Last week Embry and I attended the reunion for my high school Class of 1960. I attended a private school for boys called Montgomery Bell Academy–“MBA”–located in Nashville, Tennessee. I have fond memories of MBA. Most teachers were good, a few excellent, and I made a half dozen or so great friends that I have remained close to for over 60 years.
When I entered the school as a freshman in 1956, I was coming off a year at home where I was recovering from a spinal fusion to straighten my backbone that looked like the letter “C,” a casualty caused by losing my stomach muscles two years earlier due to polio. I could not play sports and for most of my high school years had a full, upper body cast. For this reason, I am especially grateful to MBA for the opportunity created for me to become MBA’s first “student trainer.” Being a student trainer was the next best thing to playing a sport. I taped ankles and wrapped knees and cheered my classmates playing football, basketball, and running track. Our teams then were not great, but they were good, and my classmates played with a lot of heart. Tommy Owen, the head coach, was a legendary coach, who was loved and respected by everyone I knew. Since I spent a lot of time in the trainer’s room next to his office, after practice he and I were often the only two people in the locker room. He became for me a role model and mentor. The summer following my freshman year in college I accepted his invitation to be the head boys’ counselor at a summer camp, which was then (regrettably) called “Camp Easter Seal for Crippled Children,” an experience which made me appreciate how much courage and determination those handicapped kids had. It also made me realize that I had gotten off pretty easy myself as a “crippled child”.

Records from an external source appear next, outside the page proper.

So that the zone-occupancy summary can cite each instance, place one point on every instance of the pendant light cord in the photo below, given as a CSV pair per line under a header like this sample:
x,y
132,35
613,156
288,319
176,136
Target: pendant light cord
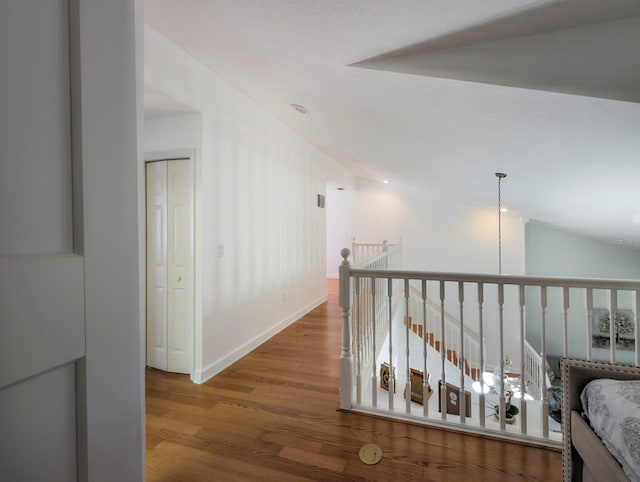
x,y
500,176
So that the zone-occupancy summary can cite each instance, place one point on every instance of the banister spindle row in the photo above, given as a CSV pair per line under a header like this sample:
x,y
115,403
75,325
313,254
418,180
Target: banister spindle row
x,y
374,302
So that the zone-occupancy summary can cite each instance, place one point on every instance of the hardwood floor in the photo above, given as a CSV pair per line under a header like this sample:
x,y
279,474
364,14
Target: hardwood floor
x,y
272,417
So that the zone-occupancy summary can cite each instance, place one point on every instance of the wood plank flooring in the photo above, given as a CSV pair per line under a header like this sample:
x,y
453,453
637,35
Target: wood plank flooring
x,y
272,417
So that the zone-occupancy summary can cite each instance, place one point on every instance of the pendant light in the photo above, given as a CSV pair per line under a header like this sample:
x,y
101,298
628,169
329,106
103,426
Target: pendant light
x,y
500,176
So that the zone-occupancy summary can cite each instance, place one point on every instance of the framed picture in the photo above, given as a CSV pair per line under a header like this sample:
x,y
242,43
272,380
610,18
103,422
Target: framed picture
x,y
384,377
417,382
453,399
624,329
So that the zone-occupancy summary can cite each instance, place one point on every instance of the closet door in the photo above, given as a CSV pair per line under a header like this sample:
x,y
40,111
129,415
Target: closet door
x,y
170,302
157,264
180,265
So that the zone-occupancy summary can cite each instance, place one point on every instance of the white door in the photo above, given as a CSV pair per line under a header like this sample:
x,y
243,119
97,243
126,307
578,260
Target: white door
x,y
170,296
42,330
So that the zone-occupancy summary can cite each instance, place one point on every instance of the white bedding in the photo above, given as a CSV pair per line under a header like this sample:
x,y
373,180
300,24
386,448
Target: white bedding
x,y
613,410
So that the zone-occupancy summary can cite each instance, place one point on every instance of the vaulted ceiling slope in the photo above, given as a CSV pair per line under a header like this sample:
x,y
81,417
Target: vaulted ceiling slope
x,y
437,95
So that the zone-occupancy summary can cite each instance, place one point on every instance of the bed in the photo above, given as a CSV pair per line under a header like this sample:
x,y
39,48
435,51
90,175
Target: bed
x,y
585,457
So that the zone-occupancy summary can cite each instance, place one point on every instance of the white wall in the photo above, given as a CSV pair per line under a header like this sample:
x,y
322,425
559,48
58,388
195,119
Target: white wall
x,y
70,147
259,185
551,251
439,232
112,372
340,222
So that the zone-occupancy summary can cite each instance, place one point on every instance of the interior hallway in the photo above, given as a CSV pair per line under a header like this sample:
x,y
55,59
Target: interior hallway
x,y
272,417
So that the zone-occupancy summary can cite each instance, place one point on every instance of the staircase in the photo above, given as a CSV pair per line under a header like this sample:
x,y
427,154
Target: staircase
x,y
452,355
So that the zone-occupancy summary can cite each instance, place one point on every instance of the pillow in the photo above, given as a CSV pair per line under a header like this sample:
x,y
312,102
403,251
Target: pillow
x,y
613,410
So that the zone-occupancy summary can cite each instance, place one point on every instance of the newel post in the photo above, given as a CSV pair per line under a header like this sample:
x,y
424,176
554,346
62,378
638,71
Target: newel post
x,y
346,369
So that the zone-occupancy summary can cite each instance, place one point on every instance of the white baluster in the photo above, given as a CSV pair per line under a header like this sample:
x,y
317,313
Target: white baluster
x,y
443,351
425,377
374,375
543,364
407,387
482,367
346,386
589,303
565,321
613,308
461,358
501,349
636,307
392,381
523,372
357,322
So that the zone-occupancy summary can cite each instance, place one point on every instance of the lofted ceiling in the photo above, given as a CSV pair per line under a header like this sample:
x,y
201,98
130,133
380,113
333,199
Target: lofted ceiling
x,y
438,95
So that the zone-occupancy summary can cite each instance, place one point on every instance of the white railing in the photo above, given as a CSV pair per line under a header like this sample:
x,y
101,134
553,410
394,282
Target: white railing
x,y
533,372
372,307
504,311
432,331
361,252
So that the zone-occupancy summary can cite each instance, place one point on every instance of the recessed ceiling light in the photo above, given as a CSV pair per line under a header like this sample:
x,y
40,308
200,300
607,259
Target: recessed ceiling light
x,y
300,108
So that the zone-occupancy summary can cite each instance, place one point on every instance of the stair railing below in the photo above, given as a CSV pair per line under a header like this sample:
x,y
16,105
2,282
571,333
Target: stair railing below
x,y
381,299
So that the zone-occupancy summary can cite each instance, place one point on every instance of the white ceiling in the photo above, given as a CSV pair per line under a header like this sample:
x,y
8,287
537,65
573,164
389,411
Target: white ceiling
x,y
438,95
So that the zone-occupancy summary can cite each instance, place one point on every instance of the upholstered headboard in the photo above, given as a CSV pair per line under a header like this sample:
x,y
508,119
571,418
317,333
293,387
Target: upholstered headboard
x,y
575,375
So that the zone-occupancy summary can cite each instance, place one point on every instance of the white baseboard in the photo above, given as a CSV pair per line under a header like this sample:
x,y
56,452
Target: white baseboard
x,y
201,376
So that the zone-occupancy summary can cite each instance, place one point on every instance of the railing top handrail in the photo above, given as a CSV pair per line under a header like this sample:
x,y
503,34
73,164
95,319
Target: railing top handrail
x,y
594,283
361,265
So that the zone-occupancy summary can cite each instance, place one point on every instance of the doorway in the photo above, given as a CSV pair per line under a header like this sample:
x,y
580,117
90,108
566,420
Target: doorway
x,y
170,264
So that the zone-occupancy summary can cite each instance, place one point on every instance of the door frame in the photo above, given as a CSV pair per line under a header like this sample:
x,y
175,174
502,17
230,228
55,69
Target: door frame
x,y
169,155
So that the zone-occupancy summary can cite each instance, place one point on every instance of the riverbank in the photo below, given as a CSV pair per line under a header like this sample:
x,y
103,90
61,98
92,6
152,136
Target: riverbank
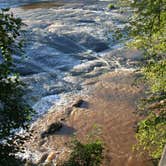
x,y
108,112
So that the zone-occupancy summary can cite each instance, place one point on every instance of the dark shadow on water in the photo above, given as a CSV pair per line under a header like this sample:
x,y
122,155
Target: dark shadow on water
x,y
46,4
58,128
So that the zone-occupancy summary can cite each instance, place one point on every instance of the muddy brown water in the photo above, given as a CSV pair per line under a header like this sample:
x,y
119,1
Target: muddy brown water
x,y
37,5
112,109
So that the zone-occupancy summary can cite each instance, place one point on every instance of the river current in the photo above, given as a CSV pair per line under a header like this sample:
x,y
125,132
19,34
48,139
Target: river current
x,y
66,43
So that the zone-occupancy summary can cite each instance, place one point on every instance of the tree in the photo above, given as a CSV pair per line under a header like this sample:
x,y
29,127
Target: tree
x,y
14,111
147,29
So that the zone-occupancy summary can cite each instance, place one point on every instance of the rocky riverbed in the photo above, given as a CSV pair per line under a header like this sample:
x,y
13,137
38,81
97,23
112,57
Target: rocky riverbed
x,y
69,48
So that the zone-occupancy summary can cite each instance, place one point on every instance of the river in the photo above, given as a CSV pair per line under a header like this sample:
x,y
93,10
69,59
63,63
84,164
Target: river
x,y
66,43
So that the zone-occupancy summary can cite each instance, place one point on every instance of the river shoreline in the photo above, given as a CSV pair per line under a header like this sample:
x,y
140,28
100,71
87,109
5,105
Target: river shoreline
x,y
110,107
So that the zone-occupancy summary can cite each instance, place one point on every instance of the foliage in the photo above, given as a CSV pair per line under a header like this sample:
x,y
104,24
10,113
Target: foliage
x,y
85,154
152,135
15,113
147,32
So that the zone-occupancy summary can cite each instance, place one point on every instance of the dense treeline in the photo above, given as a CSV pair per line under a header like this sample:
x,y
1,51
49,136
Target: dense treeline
x,y
147,29
15,113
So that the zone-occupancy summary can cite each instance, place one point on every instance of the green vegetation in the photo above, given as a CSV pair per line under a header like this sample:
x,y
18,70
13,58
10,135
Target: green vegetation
x,y
85,154
147,28
14,111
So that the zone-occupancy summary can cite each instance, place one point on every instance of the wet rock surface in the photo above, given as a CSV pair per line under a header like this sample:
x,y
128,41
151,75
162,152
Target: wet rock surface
x,y
66,43
68,48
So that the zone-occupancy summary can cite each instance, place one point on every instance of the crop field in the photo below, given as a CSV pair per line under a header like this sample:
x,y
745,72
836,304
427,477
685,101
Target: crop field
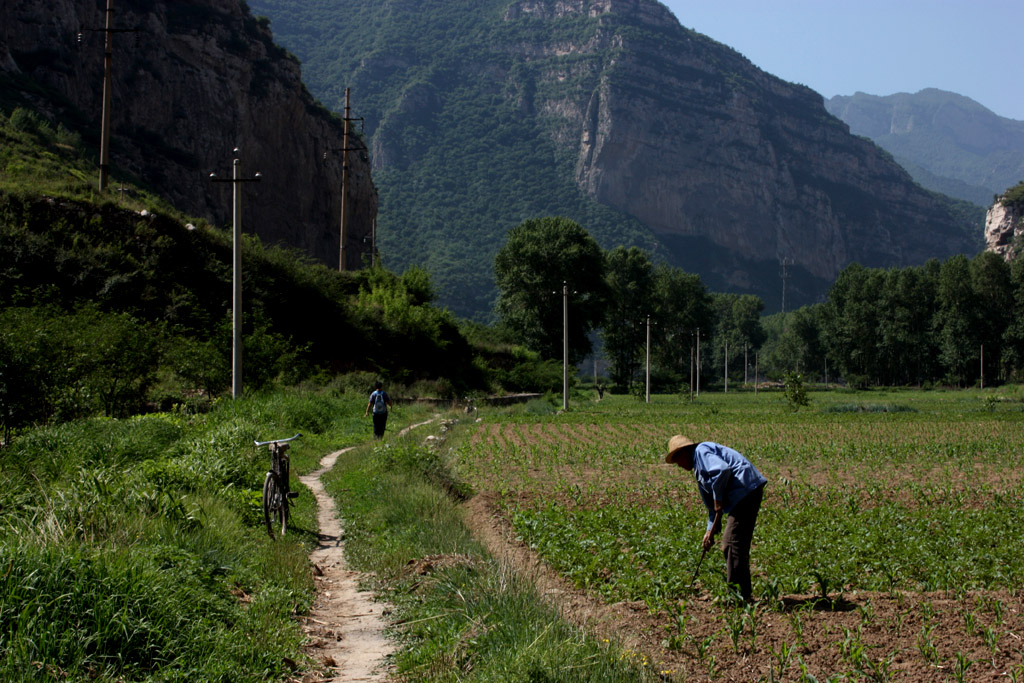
x,y
889,545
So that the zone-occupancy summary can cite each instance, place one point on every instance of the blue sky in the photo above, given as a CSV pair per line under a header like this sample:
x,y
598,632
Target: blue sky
x,y
838,47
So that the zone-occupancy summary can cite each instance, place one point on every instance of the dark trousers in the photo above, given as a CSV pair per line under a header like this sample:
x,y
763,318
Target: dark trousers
x,y
380,422
736,541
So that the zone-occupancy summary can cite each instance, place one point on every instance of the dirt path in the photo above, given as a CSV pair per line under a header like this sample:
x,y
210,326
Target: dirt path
x,y
346,625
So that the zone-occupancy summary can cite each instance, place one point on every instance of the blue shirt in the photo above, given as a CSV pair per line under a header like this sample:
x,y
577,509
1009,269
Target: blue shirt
x,y
385,399
723,474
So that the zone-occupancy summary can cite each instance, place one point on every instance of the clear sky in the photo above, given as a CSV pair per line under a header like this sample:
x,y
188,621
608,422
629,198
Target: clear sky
x,y
838,47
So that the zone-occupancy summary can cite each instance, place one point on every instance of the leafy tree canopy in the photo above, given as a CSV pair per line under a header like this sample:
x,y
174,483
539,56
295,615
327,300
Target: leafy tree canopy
x,y
538,259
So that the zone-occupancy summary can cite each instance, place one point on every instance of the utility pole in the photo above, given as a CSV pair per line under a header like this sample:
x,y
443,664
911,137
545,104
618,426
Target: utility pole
x,y
755,373
747,367
342,248
104,126
565,346
104,130
698,364
785,276
648,360
345,148
236,268
691,367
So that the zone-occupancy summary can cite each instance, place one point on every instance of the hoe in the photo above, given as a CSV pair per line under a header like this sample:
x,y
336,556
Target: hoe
x,y
718,519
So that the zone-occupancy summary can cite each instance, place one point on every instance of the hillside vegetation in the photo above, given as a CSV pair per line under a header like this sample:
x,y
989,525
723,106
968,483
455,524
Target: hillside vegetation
x,y
465,163
948,142
117,302
481,115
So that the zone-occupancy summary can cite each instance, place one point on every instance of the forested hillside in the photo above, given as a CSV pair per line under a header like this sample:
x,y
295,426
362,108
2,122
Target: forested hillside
x,y
481,114
948,142
457,161
112,303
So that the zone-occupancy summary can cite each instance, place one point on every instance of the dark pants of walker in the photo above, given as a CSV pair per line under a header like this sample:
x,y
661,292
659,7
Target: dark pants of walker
x,y
736,541
380,422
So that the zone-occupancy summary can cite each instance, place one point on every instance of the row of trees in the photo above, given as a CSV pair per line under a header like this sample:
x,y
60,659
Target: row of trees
x,y
619,292
954,323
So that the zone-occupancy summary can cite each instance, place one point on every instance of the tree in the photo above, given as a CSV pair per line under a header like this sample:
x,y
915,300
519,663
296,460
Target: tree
x,y
682,306
539,256
738,325
955,323
631,287
851,322
990,282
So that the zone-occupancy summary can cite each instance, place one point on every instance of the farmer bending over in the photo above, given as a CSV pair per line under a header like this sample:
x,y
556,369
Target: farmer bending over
x,y
729,484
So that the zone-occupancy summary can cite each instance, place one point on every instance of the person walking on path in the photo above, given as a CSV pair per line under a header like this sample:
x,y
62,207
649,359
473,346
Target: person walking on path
x,y
729,484
379,402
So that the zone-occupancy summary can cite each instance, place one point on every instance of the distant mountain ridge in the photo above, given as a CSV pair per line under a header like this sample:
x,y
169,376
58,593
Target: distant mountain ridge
x,y
198,80
482,113
948,142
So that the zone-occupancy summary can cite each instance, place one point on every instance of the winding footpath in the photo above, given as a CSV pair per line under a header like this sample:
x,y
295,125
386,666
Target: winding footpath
x,y
346,625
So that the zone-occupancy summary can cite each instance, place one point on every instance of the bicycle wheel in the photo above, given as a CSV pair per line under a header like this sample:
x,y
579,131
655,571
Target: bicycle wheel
x,y
274,506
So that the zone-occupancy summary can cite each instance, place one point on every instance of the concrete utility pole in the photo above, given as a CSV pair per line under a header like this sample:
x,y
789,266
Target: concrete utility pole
x,y
648,360
698,363
104,129
345,148
565,346
785,276
236,269
691,367
342,247
747,367
755,373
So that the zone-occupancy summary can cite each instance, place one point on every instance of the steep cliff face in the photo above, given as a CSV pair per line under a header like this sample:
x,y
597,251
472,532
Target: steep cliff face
x,y
695,141
610,113
198,79
1004,225
964,148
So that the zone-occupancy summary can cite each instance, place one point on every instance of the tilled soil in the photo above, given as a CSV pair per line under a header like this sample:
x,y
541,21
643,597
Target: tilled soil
x,y
913,637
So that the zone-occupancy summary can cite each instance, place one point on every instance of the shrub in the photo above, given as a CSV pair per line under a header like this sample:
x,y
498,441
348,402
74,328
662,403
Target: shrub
x,y
795,391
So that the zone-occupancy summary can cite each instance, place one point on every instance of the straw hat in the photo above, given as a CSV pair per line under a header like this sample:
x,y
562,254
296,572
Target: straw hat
x,y
676,446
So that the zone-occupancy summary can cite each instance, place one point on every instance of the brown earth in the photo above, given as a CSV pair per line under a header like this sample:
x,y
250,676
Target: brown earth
x,y
869,636
345,627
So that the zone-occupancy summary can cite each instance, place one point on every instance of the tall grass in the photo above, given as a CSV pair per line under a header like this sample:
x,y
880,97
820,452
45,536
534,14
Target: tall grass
x,y
466,615
133,549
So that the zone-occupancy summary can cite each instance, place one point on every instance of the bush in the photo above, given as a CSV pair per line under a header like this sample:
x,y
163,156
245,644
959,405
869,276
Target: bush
x,y
796,393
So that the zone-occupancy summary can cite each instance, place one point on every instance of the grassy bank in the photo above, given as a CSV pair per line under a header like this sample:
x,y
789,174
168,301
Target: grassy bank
x,y
463,615
133,550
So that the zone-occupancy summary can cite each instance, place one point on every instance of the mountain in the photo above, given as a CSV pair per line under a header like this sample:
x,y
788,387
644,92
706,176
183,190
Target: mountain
x,y
193,80
482,113
948,142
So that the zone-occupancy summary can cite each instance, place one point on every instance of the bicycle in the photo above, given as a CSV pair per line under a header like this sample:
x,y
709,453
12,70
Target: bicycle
x,y
276,489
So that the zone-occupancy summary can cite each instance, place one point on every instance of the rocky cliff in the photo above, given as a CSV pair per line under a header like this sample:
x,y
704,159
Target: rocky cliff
x,y
950,143
695,141
519,108
194,80
1004,226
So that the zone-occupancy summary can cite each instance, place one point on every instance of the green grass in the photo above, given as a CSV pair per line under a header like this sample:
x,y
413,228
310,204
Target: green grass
x,y
849,483
470,617
134,549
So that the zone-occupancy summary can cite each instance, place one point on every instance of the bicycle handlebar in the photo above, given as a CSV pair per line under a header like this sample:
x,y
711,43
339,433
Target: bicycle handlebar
x,y
279,440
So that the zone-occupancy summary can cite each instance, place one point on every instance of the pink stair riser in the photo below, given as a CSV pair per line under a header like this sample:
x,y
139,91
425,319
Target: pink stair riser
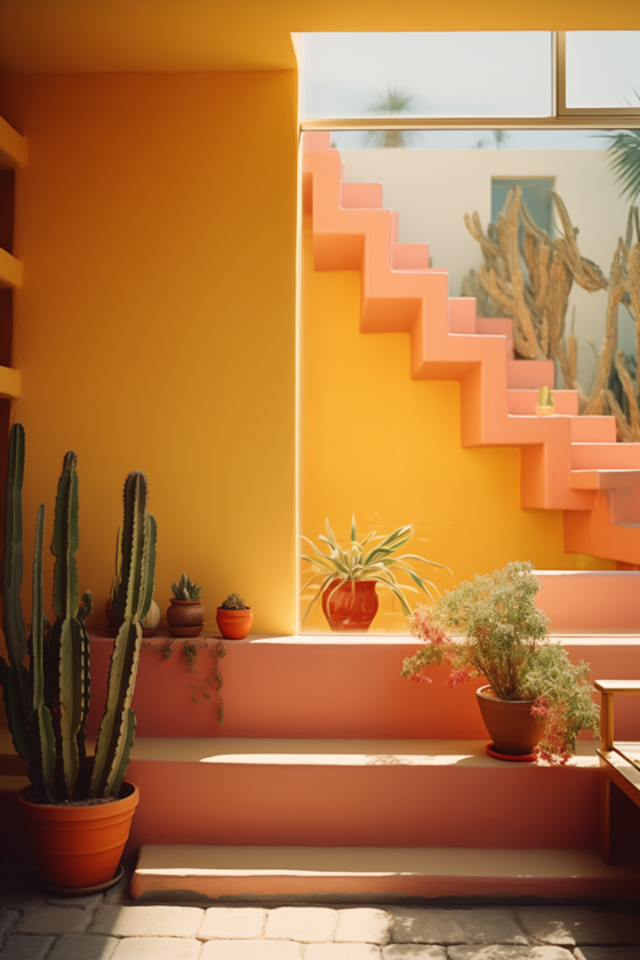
x,y
605,455
530,374
495,408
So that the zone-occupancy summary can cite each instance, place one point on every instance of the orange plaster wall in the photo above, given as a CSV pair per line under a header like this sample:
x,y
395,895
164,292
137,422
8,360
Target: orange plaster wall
x,y
388,447
156,325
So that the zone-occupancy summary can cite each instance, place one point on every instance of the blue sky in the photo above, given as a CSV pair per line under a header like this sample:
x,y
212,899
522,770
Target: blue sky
x,y
467,74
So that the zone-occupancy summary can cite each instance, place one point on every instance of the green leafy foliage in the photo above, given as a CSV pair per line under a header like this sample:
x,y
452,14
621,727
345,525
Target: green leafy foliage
x,y
234,602
185,589
491,627
624,160
371,558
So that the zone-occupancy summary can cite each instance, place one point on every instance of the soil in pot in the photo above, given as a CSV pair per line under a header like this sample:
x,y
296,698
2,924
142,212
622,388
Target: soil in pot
x,y
79,845
350,606
512,728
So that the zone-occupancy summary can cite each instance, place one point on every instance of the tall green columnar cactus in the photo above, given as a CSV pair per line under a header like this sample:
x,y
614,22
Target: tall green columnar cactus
x,y
131,600
69,644
16,680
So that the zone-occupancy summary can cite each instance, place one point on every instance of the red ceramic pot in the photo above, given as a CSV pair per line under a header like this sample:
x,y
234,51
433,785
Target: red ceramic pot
x,y
79,846
511,727
186,618
234,624
350,604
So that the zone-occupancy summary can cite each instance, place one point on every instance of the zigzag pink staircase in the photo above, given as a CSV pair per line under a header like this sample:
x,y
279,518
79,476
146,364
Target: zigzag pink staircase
x,y
569,463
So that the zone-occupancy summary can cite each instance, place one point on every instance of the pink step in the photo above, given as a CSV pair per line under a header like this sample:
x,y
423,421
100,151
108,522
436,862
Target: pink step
x,y
361,196
605,480
530,374
577,600
523,402
327,793
593,429
617,456
409,256
394,226
462,315
374,874
502,326
317,141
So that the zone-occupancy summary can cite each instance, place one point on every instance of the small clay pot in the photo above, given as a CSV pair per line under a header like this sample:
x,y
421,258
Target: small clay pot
x,y
512,728
185,618
234,624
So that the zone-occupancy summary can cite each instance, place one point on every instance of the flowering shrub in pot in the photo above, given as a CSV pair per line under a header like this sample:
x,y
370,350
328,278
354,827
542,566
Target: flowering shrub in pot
x,y
491,627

Fast forward 62 years. In the MBA Class of 1960, we are now all 80 or will be soon. We are old codgers, the oldest reunion class to be included in the annual five-year MBA class reunions. It will probably be our last. MBA was small when we were students. There were only about 50 boys in our class. About a third have died including one of my best friends, about a third attended the reunion, and there was not much information about the balance who did not show up. Some live out of town. I suspect many may be struggling with health issues. Others have lost interest. I remember reading somewhere that if you consult mortality and morbidity tables, you will find that the number of survivors in school reunions tracks close to what actuaries and demographers predict. Such is life—and death—on the planet Earth.
Reunions for me have tended to be emotionally exhausting. It is always great to see old friends. Several of my MBA close friends were able to make it. Reconnecting with them is always the best part, and this reunion was no exception. It seems you pick up just where you left off the last time you were together. I remembered and talked with everyone who was there, which is one of the benefits of going to a small school. Wives were present at this reunion as well, and that was also a good thing even though Embry complained that most of the time, she had to introduce herself while I was off reuniting with classmates.
But I do not think that reconnecting is what causes the emotional exhaustion. It is what goes on in your mind thinking about what it all means or, to be more specific, what your own life means. How do you compare with those around you? Have you given your life’s journey your best shot? Have you made a positive contribution? How do your values compare to those of your classmates? Of course, there are no easy answers to these questions.
One friend warned me ahead of time not to talk about diversity or inclusion and that most in our class remained “generally conservative”. Well, that I could understand since I grew up in a conservative family and am a product of Nashville’s social class structure. So, I kept my mouth shut regarding politics; and when asked by one person if I thought, “like everyone in Nashville did,” that Biden is a crook and should be impeached and thrown in jail, I politely said “no” and changed the subject.
Politics, of course, was the elephant in the room. If we had opened this Pandora’s Box, who knows where it would have taken us? I know most of my classmates would probably have different opinions from mine but not how many would be Trump supporters or would have applauded the now infamous Alito draft Supreme Court decision on abortion or be against same sex marriage or for banning “woke” books and those discussing Critical Race Theory. I do not want to know. I want to think that we are all on the same page and share basically the same values. But I also know that our country is deeply divided, probably more so than at any other point in our history except the Civil War. Good people are on both sides. So, for reunions it is best to let those sleeping dogs lie.